Ms Ward’s announcement stated local secondary school students will also be involved in a propagating project to create a new supply of native plants and trees, which will be planted and grown in the local area.
However, Ms Shoukoglou said even 5,000 trees, will not replace what has been lost.
“One of the main issues is there are very few hollow bearing trees left, and it is a serious problem.
“So planting a one-year-old, or five-year-old tree is nothing like it.
“Even if you have 5,000 of them, it is nothing like one mature tree that has lived for 50, 60, 100, 200 years.
“You are never going to regain that,” she said.
Cr Perkins said Council and the community lament the recent destruction of so many trees at this key gateway.
“We look forward to the completion of the project when the benefits will be realised and landscaping completed,” he said.
Display of grief
On Saturday, 20 February, locals gathered for a demonstration at the intersection, gathering in small groups to place “letters of love and loss”.

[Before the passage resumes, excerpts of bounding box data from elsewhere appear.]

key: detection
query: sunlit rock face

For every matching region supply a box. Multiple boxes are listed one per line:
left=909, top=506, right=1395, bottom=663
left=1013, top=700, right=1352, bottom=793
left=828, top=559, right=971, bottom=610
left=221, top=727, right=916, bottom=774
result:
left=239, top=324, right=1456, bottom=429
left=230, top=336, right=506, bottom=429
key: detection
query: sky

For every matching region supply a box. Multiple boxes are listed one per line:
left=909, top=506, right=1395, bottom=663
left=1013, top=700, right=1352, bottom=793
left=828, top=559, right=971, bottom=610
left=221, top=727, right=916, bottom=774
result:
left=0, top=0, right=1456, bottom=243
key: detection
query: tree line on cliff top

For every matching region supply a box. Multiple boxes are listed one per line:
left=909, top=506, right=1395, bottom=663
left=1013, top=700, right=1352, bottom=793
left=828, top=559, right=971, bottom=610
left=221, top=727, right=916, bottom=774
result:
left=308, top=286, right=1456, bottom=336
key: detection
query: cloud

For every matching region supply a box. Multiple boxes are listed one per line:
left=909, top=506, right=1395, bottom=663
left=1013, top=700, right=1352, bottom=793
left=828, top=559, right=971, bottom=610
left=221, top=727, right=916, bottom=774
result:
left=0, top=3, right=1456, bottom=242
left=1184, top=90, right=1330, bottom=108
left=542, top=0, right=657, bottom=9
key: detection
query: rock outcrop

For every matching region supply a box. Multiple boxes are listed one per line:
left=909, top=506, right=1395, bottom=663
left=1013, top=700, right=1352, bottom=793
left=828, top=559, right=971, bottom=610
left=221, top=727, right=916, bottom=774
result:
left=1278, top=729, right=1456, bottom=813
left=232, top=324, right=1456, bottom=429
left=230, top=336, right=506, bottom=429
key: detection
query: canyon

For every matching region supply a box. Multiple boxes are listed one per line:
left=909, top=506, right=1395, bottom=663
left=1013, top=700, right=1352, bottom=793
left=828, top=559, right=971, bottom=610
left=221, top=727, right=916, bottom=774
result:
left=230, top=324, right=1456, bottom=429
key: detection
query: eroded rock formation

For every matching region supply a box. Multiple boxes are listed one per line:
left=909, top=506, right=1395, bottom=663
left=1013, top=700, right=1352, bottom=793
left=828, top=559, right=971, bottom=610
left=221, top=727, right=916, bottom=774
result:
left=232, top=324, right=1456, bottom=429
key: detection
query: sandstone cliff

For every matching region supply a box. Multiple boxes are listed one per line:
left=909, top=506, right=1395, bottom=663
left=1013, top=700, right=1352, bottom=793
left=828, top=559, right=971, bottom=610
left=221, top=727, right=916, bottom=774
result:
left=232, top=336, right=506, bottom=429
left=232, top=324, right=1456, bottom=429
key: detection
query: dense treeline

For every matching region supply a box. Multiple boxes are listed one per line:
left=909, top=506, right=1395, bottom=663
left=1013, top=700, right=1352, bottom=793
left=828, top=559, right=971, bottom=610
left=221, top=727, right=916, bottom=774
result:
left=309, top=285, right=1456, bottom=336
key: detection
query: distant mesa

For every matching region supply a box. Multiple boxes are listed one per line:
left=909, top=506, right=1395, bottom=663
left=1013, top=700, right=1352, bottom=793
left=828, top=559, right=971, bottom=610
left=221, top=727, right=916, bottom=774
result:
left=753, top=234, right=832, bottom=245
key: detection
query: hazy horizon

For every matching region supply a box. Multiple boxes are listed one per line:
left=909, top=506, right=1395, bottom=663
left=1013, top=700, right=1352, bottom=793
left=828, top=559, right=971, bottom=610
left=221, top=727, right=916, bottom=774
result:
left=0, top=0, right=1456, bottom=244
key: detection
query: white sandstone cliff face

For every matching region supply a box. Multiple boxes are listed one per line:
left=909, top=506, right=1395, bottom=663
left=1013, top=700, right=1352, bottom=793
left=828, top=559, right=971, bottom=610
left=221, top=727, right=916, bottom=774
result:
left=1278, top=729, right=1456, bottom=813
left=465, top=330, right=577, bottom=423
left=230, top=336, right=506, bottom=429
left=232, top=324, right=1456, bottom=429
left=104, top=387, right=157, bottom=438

Ms Shukuroglou told WD Bulletin due to COVID restrictions the community was unable to protest in the traditional sense.
To ensure the event was conducted safely the organisers opted for a multi-site staged gathering over the course of the day.
“It was an independent demonstration, a COVID-safe solution, and an opportunity for people to express their grief, which is immense and rippling through the community”.
She said people came on their own mournful walk, delivered letters, had conversations, and shared their feelings of dismay, anxiety, shock.
“People’s worlds have been rocked — how can that be allowed in our system which is touted as fair?
“Others said their anxiety is through the roof… so much more,” she said.
What now for the future?
Protest organisers are asking concerned citizens to visit their website, to send messages, and keep updated on future actions.
The WD Bulletin and Warrandyte Diary will continue to follow this developing story.